Un homme attend nerveusement en ligne pour être appelé. Lorsqu’il entend son nom, il avance, observé de près par des responsables locaux et gouvernementaux de la capitale, qui ont été spécialement envoyés pour l’occasion.
Devant l’homme se trouve une petite image en bronze fixée avec l’image de Jésus-Christ sur la croix. On demande à l’homme de marcher dessus.
S’il le fait, c’est une déclaration publique qu’il a renoncé à sa foi – et il vivra pour voir un autre jour. S’il ne le fait pas, il pourrait faire face à l’exécution, la crucifixion ou la torture – être plongé dans des sources d’eau bouillante ou suspendu tête en bas dans un puits d’excréments.
Le moindre signe d’hésitation pourrait lui coûter la vie.
Cette pratique de marcher sur des images chrétiennes – connue sous le nom de fumi-e – était répandue dans la ville de Nagasaki au XVIIe siècle.
« La Rome du Japon » Nagasaki, une ville portuaire importante, a été introduite au christianisme vers 1560 lorsque des missionnaires jésuites du Portugal ont commencé à arriver au Japon. L’empire portugais était alors l’un des grands empires maritimes du monde, avec des bases partout, de l’Afrique à l’Asie.
Les missionnaires jésuites ont travaillé pour convertir les seigneurs féodaux de la région, certains d’entre eux reconnaissant que la conversion à cette religion étrangère pourrait les aider à obtenir un soutien commercial du Portugal. De nombreux paysans sous ces seigneurs féodaux seraient également incités à se convertir à la religion et au début du XVIIe siècle, la ville était devenue la « Rome du Japon« .
« Nagasaki a été fondamentalement établie comme une ville chrétienne [avec] des paroisses« , a déclaré le professeur Kiri Paramore, professeur d’études asiatiques à l’Université nationale d’Irlande, à la BBC. « Nulle part ailleurs [au Japon] n’était aussi chrétien que Nagasaki.«
À son apogée, jusqu’à 500 000 personnes à Nagasaki s’identifiaient comme chrétiennes.
Mais avec le temps, les autorités politiques du Japon ont décidé que la croissance rapide de la religion constituait une menace pour le gouvernement central. Ils ont décidé de réprimer.
« Ils cherchaient à se débarrasser du christianisme, mais ils cherchaient aussi à éliminer les étrangers en tant que menace politique pour la sécurité de l’État… donc les deux choses étaient liées« , a déclaré M. Paramore.
Dans la seconde moitié du XVIe siècle, 26 missionnaires à Nagasaki furent exécutés par crucifixion – signalant le début d’une longue période de persécution contre les chrétiens.
En 1614, une interdiction stricte du christianisme à l’échelle nationale a été émise.
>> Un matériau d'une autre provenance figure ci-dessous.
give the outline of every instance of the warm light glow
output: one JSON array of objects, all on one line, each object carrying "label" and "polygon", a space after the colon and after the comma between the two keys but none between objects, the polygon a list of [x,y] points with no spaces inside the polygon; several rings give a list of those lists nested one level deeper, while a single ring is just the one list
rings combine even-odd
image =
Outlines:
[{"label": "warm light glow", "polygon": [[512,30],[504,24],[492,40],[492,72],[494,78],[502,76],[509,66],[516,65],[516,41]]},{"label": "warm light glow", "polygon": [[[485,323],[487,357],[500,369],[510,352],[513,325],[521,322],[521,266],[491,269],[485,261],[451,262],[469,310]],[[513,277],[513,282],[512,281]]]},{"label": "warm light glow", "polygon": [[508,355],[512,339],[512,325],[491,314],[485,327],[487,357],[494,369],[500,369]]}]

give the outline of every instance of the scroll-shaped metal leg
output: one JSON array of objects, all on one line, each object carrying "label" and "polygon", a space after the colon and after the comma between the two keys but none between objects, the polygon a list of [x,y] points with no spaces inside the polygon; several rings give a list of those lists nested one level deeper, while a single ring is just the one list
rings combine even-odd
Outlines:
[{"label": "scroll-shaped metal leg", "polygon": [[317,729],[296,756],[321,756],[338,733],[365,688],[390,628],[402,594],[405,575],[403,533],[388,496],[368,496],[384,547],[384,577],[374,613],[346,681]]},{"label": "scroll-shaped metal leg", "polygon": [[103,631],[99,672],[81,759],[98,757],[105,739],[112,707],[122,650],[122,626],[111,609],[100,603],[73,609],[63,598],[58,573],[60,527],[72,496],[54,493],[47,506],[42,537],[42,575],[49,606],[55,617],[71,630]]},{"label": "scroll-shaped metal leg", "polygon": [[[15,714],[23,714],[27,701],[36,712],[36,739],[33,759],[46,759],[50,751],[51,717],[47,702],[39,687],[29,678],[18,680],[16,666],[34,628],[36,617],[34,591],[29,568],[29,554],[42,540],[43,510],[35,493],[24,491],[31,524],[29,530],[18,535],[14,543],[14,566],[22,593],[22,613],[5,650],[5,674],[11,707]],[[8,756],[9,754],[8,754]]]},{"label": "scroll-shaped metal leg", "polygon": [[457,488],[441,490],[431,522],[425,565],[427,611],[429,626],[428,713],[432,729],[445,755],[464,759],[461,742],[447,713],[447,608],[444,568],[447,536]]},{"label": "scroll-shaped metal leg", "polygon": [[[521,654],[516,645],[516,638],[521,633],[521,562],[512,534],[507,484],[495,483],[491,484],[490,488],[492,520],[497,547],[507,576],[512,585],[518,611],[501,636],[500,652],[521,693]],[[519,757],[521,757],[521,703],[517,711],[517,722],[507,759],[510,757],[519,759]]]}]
Les missionnaires étrangers ont rapidement été expulsés du pays, ceux qui refusaient de partir étaient arrêtés, tués ou forcés de renoncer à la religion. Le Japon dans son ensemble est entré dans une période d’isolement, coupant presque tout contact avec d’autres nations sous le gouvernement de l’époque, le shogunat Tokugawa.
Torturés encore et encore
Vers les années 1620, les autorités ont décidé qu’il ne suffisait pas de se débarrasser des leaders religieux. Ils devaient trouver un moyen public de déraciner la religion du cœur des gens.
La solution ? Les e-fumie. Il s’agissait d’images en laiton, parfois fixées sur des planches en bois, représentant soit le Christ, soit Marie. Chaque personne vivant à Nagasaki était ordonnée de passer par la pratique de marcher sur le fumie. Bientôt, cela est devenu une pratique annuelle effectuée au début de chaque année.
« C’était une obligation, les gens ordinaires, les samouraïs, les moines bouddhistes, même les malades ne pouvaient pas le manquer – ils apportaient la planche en bois à leur maison. Chaque personne devait faire cela« , a déclaré Martin Ramos, professeur d’études japonaises à l’École française d’Extrême-Orient.
« C’était assez bien pensé car à l’époque, les chrétiens comptaient beaucoup sur les images. Les gens priaient devant une image – Marie, Jésus – beaucoup pensaient que Dieu était en partie à l’intérieur de l’image. C’était un lien avec le divin… pour eux marcher dessus, c’était quelque chose de très redoutable. » Mais beaucoup finissaient par céder et piétinaient le fumie.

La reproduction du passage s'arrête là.